I asked Siri for a definition of Patience. In her all-knowing tone, she told me that having patience is to “remain calm and not become annoyed when waiting for a long time or when dealing with problems or difficult people.” Geez! It’s probably good that we don’t have visible cartoon thought bubbles broadcasting how we reealllly feel in these daily situations of stress. Misplaced keys, a cracked phone screen, getting cut off in traffic…we face frustrations each and every
day hour. How we respond to these hassles reflects upon how deep our level of patience is and how quickly we can tap into it. And all of us know that our darling children are watching, always watching.

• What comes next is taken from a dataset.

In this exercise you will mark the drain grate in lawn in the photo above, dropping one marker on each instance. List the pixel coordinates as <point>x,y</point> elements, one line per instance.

Somehow the “big” trials seem to ramp up my patience and I churn out the calm vibes at warp speed. On the other hand, those little daily hassles can trip me up. Running late can zap my patience with my kids super fast. Those last five minutes exiting the house can be quite dicey as I’m calling out reminders in my not-so-calm voice: “grab-your-jacket! Got-your-water-bottle-for-practice?Remember-we-have-your-music-lesson-right-after-school-so-bring-your-instrument-now-so-it-will-be-in-the-car-later.Did-you-turn-off-the-lights?Your-shoes-are-in-the-family-room-where-you-left-them.Come-on-we’re-runninglate.Put-the-sword-down.Don’t-forget-your-backup-soccer-jersey.Get-out-of-the-fridge-we-don’t-have-time-for-a-snack.Oh-and-bring-out-the-trash-as-you-come-please“…[just insert all those “Mommy messages” here because it’s exhausting reliving those moments; oh, and remember to add “please” at the end of the monologue–gotta keep it “nice”–ha!] Needless to say, countless apologies have been made in the car as we’re scurrying to a soccer game, violin lesson, or (gasp!) even to church.
To get better at patience, we probably have to know our “buttons” – our stress points. If we aren’t sure, our spouse and/or children will be able to provide us with some quick insights. (ouch!) Patience can be quite a strength if we practice and build up our ability to use it consistently and effectively. Maybe one way to “bulk up” our patience is to spend a little time trying to deepen our sense of calm.
I have a friend that loves to color. It’s soothing and helps ground her. After a coloring session, she has more mental clarity and is more prepared to tackle her next challenge. Coloring books for adults are now marketed everywhere, so go for it! It’s not just for kindergarteners anymore; it’s “socially acceptable” for grownups!
I tend to find myself cleaning out closets or my car just to have a sense of control over something tangible when life circumstances are off-kilter.
For others, taking a walk to burn off nervous energy might help restore calmness.
The beauty of being unique individuals is that we can each have a different arsenal of responses to any given situation. Whatever flavor of calmness technique you adopt, it probably works best if it “fits” and feels natural to you.
“A man’s wisdom gives him patience.” Proverb 19:11
Patience may be one of the Fruits of the Spirit that we need more time to develop. It’s about being patient, not doing patient. It’s not a one-time “I’ve got it!” experience either. It’s an on-going process that we continually have to reboot. Patience is tough. It keeps us on our toes. As with many things that are difficult, though, it is so worth it. Just wait, and you’ll see.